Vayikra: Religious Ritual and Social Ethics

As my class works through each section of Leviticus, I am going to likewise share a few thoughts about something in the parashah. Before I begin talking about Vayikra, the first section, let me clarify what “parashah” is.  The parashah is the weekly portion (which is how I remember it, parashah = portion) read in synagogue on Shabbat. When the word is followed by the name of the parashah, Hebrew grammar requires it change to “parshat”, as in Parshat Vayikra (read: the portion of Vayikra).

The last offering mentioned in Parshat Vayikra is the reparation offering, “asham”. The meaning of the word is literally “guilt”. Why is  it called reparation? Because of how it functions in Leviticus, which is to repair damages caused by transgression, it is a better translation than guilt offering. The final verses address injustices between person and person.

Lev. 5:20-26

  1. God said to Moses:
  2. When a person sins and commits a trespass against God – by dealing deceitfully with another in the matter of a deposit or a pledge, or through robbery, or by defrauding another,
  3. or by finding something lost and lying about it; if one swears falsely regarding any one of the various things that someone may do and sin thereby –
  4. when one has thus sinned and, realizing guilt, would restore either that which was gotten through robbery or fraud, or the entrusted deposit, or the lost thing that was found,
  5. or anything else about which one swore falsely, that person shall repay the principal amount and add a fifth part to it.

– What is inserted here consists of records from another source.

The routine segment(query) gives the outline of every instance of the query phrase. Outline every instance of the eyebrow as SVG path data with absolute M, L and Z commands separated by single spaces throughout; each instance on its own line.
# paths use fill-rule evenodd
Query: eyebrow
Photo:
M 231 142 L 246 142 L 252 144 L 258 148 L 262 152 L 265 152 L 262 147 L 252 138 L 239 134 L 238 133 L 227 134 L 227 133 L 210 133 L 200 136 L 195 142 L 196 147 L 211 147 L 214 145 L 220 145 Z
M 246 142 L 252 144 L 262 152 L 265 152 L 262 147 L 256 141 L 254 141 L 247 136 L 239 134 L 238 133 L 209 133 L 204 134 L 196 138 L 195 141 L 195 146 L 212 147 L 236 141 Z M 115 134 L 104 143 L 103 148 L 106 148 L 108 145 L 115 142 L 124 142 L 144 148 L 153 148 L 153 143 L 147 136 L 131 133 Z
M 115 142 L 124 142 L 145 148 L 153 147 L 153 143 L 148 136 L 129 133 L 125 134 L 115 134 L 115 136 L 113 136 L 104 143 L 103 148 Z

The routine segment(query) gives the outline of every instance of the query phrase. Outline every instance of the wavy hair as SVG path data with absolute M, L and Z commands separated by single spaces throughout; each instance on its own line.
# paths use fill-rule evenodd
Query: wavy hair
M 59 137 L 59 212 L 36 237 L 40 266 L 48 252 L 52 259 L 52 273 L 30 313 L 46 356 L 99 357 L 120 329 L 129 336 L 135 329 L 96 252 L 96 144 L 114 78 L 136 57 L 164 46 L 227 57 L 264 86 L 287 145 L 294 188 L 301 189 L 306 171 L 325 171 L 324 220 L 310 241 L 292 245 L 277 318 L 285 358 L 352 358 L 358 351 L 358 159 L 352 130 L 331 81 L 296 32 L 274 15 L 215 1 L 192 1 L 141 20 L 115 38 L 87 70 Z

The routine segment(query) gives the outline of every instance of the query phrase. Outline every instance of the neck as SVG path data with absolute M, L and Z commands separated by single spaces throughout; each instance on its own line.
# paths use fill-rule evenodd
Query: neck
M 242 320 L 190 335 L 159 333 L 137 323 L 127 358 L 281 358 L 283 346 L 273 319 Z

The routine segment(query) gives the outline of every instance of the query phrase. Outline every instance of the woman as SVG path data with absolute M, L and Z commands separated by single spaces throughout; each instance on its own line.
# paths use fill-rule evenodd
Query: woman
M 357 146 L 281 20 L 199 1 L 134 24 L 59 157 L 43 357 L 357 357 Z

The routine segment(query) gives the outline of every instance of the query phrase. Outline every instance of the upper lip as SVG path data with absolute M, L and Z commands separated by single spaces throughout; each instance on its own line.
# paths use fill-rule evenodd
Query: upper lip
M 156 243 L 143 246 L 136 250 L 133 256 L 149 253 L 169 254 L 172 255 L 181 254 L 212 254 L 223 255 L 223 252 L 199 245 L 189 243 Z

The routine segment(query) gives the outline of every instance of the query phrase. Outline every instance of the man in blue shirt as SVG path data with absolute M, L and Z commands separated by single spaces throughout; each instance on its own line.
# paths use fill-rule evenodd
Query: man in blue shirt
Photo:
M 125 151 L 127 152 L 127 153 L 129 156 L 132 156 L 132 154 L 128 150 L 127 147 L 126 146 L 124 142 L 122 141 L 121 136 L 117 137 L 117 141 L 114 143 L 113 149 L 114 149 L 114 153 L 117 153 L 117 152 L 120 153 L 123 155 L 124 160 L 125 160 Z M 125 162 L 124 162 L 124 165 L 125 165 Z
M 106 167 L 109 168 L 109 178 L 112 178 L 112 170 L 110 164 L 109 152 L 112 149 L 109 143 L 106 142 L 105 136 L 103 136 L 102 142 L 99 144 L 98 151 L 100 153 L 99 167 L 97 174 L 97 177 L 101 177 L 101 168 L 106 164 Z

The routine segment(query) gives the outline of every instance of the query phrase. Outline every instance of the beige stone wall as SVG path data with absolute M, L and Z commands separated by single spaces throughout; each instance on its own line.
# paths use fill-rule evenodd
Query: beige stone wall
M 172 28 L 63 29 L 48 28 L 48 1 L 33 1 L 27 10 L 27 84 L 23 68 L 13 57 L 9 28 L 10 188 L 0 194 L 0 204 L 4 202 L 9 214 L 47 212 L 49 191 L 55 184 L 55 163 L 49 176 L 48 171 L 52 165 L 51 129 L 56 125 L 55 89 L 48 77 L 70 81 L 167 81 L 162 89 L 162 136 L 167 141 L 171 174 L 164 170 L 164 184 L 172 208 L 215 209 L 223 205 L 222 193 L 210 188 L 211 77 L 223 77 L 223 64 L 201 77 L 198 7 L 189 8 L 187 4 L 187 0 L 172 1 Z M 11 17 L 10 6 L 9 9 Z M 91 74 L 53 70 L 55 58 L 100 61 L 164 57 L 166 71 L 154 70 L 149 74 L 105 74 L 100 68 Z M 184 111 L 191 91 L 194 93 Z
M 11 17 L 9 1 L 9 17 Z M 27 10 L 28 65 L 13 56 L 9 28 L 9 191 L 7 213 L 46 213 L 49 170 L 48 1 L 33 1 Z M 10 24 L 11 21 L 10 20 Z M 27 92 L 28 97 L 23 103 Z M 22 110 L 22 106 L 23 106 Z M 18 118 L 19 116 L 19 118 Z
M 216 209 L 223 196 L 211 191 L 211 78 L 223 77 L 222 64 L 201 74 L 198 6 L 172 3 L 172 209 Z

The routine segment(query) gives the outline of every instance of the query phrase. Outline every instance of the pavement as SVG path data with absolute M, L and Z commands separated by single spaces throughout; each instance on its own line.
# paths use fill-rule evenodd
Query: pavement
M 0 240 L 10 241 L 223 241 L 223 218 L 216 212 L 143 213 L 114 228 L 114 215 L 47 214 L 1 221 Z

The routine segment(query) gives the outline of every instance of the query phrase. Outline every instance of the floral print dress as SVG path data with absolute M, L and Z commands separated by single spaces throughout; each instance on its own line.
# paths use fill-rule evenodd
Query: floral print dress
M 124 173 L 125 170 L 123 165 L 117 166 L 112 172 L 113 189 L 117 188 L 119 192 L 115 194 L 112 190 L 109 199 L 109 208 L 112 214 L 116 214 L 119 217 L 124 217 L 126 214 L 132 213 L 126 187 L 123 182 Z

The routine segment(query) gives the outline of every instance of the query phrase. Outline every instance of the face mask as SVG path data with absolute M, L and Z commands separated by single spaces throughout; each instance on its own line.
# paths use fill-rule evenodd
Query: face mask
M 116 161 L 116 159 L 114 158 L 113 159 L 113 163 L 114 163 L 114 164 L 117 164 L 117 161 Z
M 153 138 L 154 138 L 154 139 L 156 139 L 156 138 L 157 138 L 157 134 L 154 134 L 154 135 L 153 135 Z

One shall pay it to its owner upon realizing guilt.
  6. Then that person shall bring to the priest, as a penalty to God, a ram without blemish from the flock, or the equivalent, as a reparation offering.
  7. The priest shall make expiation before God on behalf of that person, who shall be forgiven for whatever was done to draw blame thereby.

In summary, verses 20-23 describe a person wronging another person, and by extension God. Verses 24-26 indicate that for wrongs committed between people (as opposed to strictly between a person and God), you must first make amends with whoever you hurt, and only then atone via sacrifice.

Jacob Milgrom reflects on the ethical nature of these verses:

“Here we see the Priestly legists in action, bending the sacrificial rules in order to foster the growth of individual conscience. They permit sacrificial expiation for a deliberate crime against God (knowingly taking a false oath) provided the person repents before he is apprehended. Thus they ordain that repentance converts an intentional sin into an unintentional sin, thereby making it eligible for sacrificial expiation.”